Because family offense proceedings commenced in the Family Court are civil proceedings (see, People v Williams, 24 NY2d 274; Besharov, Introductory Practice Commentary, McKinney’s Cons Laws of NY, Book 29A, Family Ct Act art 8, at 125; 12A Zett-Edmonds-Buttrey-Kaufman, NY Civ Prac, Family Ct Proceedings, § 36.07 [4]; 6 Freed and Brandes, Law and the Family New York, § 10:1 [2d ed]),1 the rules of civil evidence apply, and " '[a]ll facts having rational probative value are admissible’ unless there is sound reason to exclude them” (Ando v Woodberry, 8 NY2d 165, 167; see, People v Scarola, 71 NY2d 769, 777).

Under New York law, "expert opinions are admissible on *704subjects involving professional or scientific knowledge or skill not within the range of ordinary training or intelligence” (Matter of Nicole V, 71 NY2d 112, 120 [citation omitted]; see, Dougherty v Milliken, 163 NY 527, 533; De Long v County of Erie, 60 NY2d 296, 307; People v Keindl, 68 NY2d 410, 422; People v Taylor, 75 NY2d 277, 288). Courts of this State have admitted expert testimony regarding physical and behavioral responses and reactions which are not generally understood (see, People v Henson, 33 NY2d 63 ["battered child syndrome”]; People v Eisenman, 39 NY2d 810 ["battered child syndrome”]; People v Keindl, supra [psychological reactions of victim of intrafamilial sexual abuse]; Matter of Nicole V., supra ["sexually abused child syndrome”]; Broun v Equitable Life Assur. Socy., 69 NY2d 675, 676 [behavior patterns of suicide victims]; People v Aphaylath, 68 NY2d 945, 946 [stress and disorientation suffered by certain refugees]; People v Taylor, supra [rape trauma syndrome]; Matter of Antoine J., 185 AD2d 925 ["shaken baby syndrome”]).
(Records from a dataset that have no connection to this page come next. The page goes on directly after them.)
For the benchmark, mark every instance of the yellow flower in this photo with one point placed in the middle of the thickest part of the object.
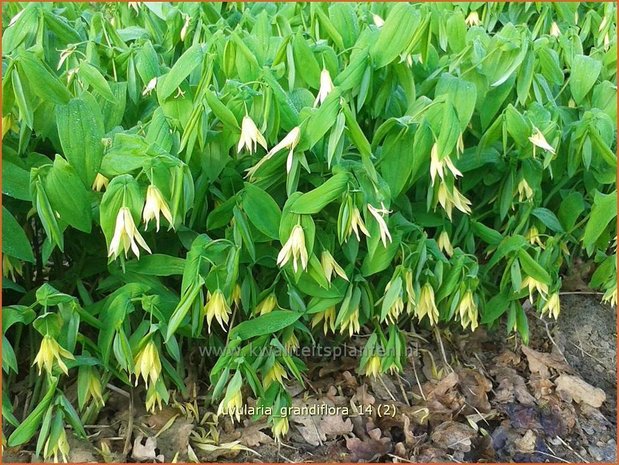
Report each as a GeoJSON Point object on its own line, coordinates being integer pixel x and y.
{"type": "Point", "coordinates": [444, 243]}
{"type": "Point", "coordinates": [267, 305]}
{"type": "Point", "coordinates": [94, 389]}
{"type": "Point", "coordinates": [236, 295]}
{"type": "Point", "coordinates": [410, 292]}
{"type": "Point", "coordinates": [250, 136]}
{"type": "Point", "coordinates": [59, 445]}
{"type": "Point", "coordinates": [610, 296]}
{"type": "Point", "coordinates": [100, 183]}
{"type": "Point", "coordinates": [280, 428]}
{"type": "Point", "coordinates": [427, 306]}
{"type": "Point", "coordinates": [533, 237]}
{"type": "Point", "coordinates": [329, 265]}
{"type": "Point", "coordinates": [378, 213]}
{"type": "Point", "coordinates": [328, 316]}
{"type": "Point", "coordinates": [351, 323]}
{"type": "Point", "coordinates": [147, 364]}
{"type": "Point", "coordinates": [378, 21]}
{"type": "Point", "coordinates": [326, 86]}
{"type": "Point", "coordinates": [525, 193]}
{"type": "Point", "coordinates": [294, 249]}
{"type": "Point", "coordinates": [155, 206]}
{"type": "Point", "coordinates": [150, 86]}
{"type": "Point", "coordinates": [468, 311]}
{"type": "Point", "coordinates": [372, 367]}
{"type": "Point", "coordinates": [396, 310]}
{"type": "Point", "coordinates": [126, 236]}
{"type": "Point", "coordinates": [11, 267]}
{"type": "Point", "coordinates": [49, 352]}
{"type": "Point", "coordinates": [356, 224]}
{"type": "Point", "coordinates": [552, 307]}
{"type": "Point", "coordinates": [292, 343]}
{"type": "Point", "coordinates": [534, 285]}
{"type": "Point", "coordinates": [538, 140]}
{"type": "Point", "coordinates": [437, 167]}
{"type": "Point", "coordinates": [231, 405]}
{"type": "Point", "coordinates": [289, 142]}
{"type": "Point", "coordinates": [275, 373]}
{"type": "Point", "coordinates": [153, 398]}
{"type": "Point", "coordinates": [217, 307]}
{"type": "Point", "coordinates": [472, 19]}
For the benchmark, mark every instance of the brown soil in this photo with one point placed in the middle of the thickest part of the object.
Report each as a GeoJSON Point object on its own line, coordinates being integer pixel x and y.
{"type": "Point", "coordinates": [482, 397]}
The evidence which petitioner proposes to introduce, expert testimony concerning the "battered woman’s syndrome”, has found acceptance in the courts of New York (see, People v Emick, 103 AD2d 643 [manslaughter prosecution]; People v Ciervo, 123 AD2d 393 [manslaughter prosecution]; People v Barrett, 189 AD2d 879 [manslaughter prosecution]; People v Torres, 128 Misc 2d 129 [murder prosecution]; Matter of Glenn G., 154 Misc 2d 677 [child protective proceeding]; People v Rossakis, 159 Misc 2d 611 [murder prosecution]), as well as the courts of other jurisdictions (see, e.g., State v Kelly, 97 NJ 178, 478 A2d 364 [Sup Ct 1984]; State v Borrelli, 227 Conn 153, 629 A2d 1105 [Sup Ct 1993]; State v Koss, 49 Ohio St 3d 213, 551 NE2d 970 [Sup Ct 1990]; State v Cababag, 9 Haw App 496, 850 P2d 716 [Ct App 1993], cert denied 74 Haw 652, 853 P2d 542; People v Aris, 215 Cal App 3d 1178, 264 Cal Rptr 167 [Ct App 1989], rev denied 1990 Cal LEXIS 906; see also, Matter of Glenn G., 154 Misc 2d, at 686-687, supra; Annotation, Admissibility of Expert or Opinion Testimony on Battered Wife or Battered Woman Syndrome, 18 ALR4th 1153 [1982 & 1994 Supps]).

Accordingly, I find that evidence relating to battered woman’s syndrome is presumptively admissible in this family offense proceeding.2

*705Respondents’ application for an order directing that any psychological examination of petitioner conducted for purposes of this litigation be preserved by videotaping is denied. Respondents’ rights to present a defense will be adequately protected by their right to request pretrial disclosure as to the substance of the expert’s proposed testimony (CPLR 3101 [d] [1] [i]), and to request an adjournment to consult with and engage a rebuttal expert witness (see, Family Ct Act § 836). They may also request, upon a proper showing, that I direct petitioner to submit to a further examination by a court-designated psychiatrist or psychologist (Family Ct Act § 251).

. The allegations in a family offense petition need only be established by a fair preponderance of the evidence (see, Family Ct Act § 832; Matter of Holcomb v Holcomb, 176 AD2d 409; Matter of Maryanne PP. v Richard QQ., 192 AD2d 747; Matter of Boyd v Boyd, 193 AD2d 1039).

. Respondents, at this point, have not sought to challenge the admissibility of "battered woman’s syndrome” evidence on the ground that such *705evidence has not been generally accepted as reliable by mental health professionals (see, Frye v United States, 293 F 1013; People v Wesley, 83 NY2d 417, 422-423).